In this chapter I'm going to discuss some aspects of my general philosophy on troubleshooting that could be applied to a wide range of problems. Then I will cover a few common problems that you might run into and introduce some tools and techniques to help solve them. By the end of the chapter you should have a head start the next time a problem turns up.
Good Communication Is Critical When Collaborating
If you are part of a team that is troubleshooting a problem, you absolutely must have good communication among team members. That could be as simple as yelling across cubicle walls, or it could mean setting up a chat room. A common problem when a team works an issue is multiple members testing the same hypothesis. With good communication each person can tackle a different hypothesis and report the results. These results can then lead to new hypotheses that can be divided among the team members. One final note: Favor communication methods that allow multiple people to communicate at the same time. This means that often chat rooms work much better than phones for problem solving, since over the phone everyone has to wait for a turn to speak; in a chat room multiple people can communicate at once.
Understand How Systems Work
The more deeply you understand how a system works, the faster you can rule out causes of problems.
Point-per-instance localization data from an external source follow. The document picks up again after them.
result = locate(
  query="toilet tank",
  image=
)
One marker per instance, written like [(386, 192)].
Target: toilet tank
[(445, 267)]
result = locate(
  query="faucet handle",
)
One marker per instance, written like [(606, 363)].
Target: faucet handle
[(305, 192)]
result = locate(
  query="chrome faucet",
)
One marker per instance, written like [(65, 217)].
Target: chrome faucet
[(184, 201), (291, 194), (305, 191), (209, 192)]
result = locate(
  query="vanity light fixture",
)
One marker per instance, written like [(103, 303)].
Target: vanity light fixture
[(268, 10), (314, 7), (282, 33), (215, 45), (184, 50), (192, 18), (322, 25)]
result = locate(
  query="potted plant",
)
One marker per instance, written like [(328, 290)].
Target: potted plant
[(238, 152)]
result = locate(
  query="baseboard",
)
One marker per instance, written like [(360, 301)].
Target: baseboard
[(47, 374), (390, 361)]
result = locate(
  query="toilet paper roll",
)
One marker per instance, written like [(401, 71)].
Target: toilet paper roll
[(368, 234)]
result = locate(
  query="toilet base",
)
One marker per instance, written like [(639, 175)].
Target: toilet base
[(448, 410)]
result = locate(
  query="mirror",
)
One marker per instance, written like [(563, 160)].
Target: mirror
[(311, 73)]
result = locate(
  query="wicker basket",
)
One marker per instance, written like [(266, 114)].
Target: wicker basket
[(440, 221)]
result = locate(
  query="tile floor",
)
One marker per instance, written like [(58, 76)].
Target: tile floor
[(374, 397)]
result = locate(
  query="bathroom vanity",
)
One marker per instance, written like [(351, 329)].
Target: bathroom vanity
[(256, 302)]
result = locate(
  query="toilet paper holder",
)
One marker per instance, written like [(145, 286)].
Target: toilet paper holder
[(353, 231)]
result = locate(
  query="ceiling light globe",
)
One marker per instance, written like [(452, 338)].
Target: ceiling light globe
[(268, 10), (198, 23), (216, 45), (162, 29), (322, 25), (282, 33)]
Over the years I've noticed that when a problem occurs, people first tend to blame the technology they understand the least. At one point in my career, every time a network problem occurred, everyone immediately blamed DNS, even when it appeared obvious (at least to me) that not only was DNS functioning correctly, it never had actually been the cause of any of the problems. One day we decided to hold a lecture to explain how DNS worked and traced an ordinary DNS request from the client to every DNS server and back. Afterward everyone who attended the class stopped jumping to DNS as the first cause of network problems. There are core technologies with which every sysadmin deals on a daily basis, such as TCP/IP networking, DNS, Linux processes, programming, and memory management; it is crucial that you learn about these in as much depth as possible if you want to find a solution to a problem quickly.
Document Your Problems And Solutions
Many organizations have as part of their standard practice a postmortem meeting after every production issue. A postmortem allows the team to document the troubleshooting steps they took to arrive at a root cause as well as what solution ultimately fixed the issue. Not only does this help make sure that there is no disagreement about what the root cause is, but when everyone is introduced to each troubleshooting step, it helps make all the team members better problem solvers going forward. When you document your problem-solving steps, you have a great guide you can go to the next time a similar problem crops up so it can be solved that much faster.